You can install the development version of LogisticEnsembles like so:

devtools::install_github("InfiniteCuriosity/LogisticEnsembles")

Example

This is a basic example which shows you how to solve a common problem:

library(LogisticEnsembles)
Logistic(data = SAHeart,
    colnum = 10,
    numresamples = 2,
    how_to_handle_strongs = 1,
    do_you_have_new_data = "N",
    save_all_trained_models = "N",
    remove_ensemble_correlations_greater_than = 1.00,
    use_parallel = "N",
    train_amount = 0.60,
    test_amount = 0.20,
    validation_amount = 0.20)

Each of the 36 models returns a probability between 0 and 1. Each of the 36 models fit the data to the training set, make predictions and measure accuracy on the test and validation sets.

The list of 36 logistic models:

  1. ADA Boost
  2. Bagged Random Forest
  3. Bagging
  4. BayesGLM
  5. BayesRNN
  6. C50
  7. Cubist
  8. Ensemble ADA Boost
  9. Ensemble Bagging
  10. Ensemble C50
  11. Ensemble Gradient Boosted
  12. Ensemble Partial Least Squares
  13. Ensemble Penalized Discrminant Analysis
  14. Ensemble Random Forest
  15. Ensemble Ranger
  16. Ensemble Regularized Discrminant Analysis
  17. Ensemble RPart
  18. Ensemble Support Vector Machines
  19. Ensemble Trees
  20. Ensemble XGBoost
  21. Flexible Discriminant Analysis
  22. Generalized Additive Models
  23. Generalized Linear Models
  24. Gradient Boosted
  25. Linear Discrmininant Analysis
  26. Linear Model
  27. Mixed Discrmininant Analysis
  28. Naive Bayes
  29. Penalized Discrminant Analysis
  30. Quadratic Discrmininant Analysis
  31. Random Forest
  32. Ranger
  33. RPart
  34. Support Vector Machines
  35. Trees
  36. XGBoost

The 13 plots automatically created by the package are:

  1. Target vs each feature (multiple barcharts)
  2. Boxplots of the numeric data
  3. Over or underfitting barchart
  4. Duration barchart
  5. Overfitting by model and resample
  6. Model accuracy barchart
  7. Accuracy by model and resample
  8. Accuracy by model
  9. ROC curves
  10. Pairwise scatterplots
  11. Correlation of the data as circles by color and size
  12. Correlation of the data by color and number

The tables and reports automtically created: 1. Summary report.

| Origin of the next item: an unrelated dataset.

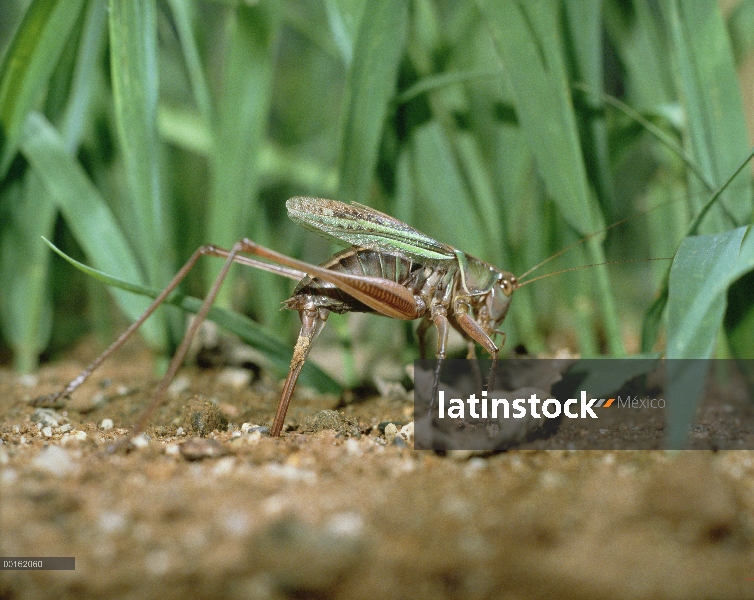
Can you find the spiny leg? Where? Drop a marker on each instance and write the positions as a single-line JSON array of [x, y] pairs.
[[312, 321], [421, 335], [440, 318], [476, 333]]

This includes the Model, Accuracy, True Postive, True Negative, False Positive, False Negative, Positive Predictive Value, Negative Predictive Value, F1 score, Area under the curve, overfitting min, overfitting mean, overfitting max, and duration. 2. Data summary 3. Head of the ensemble 4. Correlation of the ensemble 5. Correlation of the data 6. Head of the data frame

The package also returns all 36 summary reports, alphabetical by model.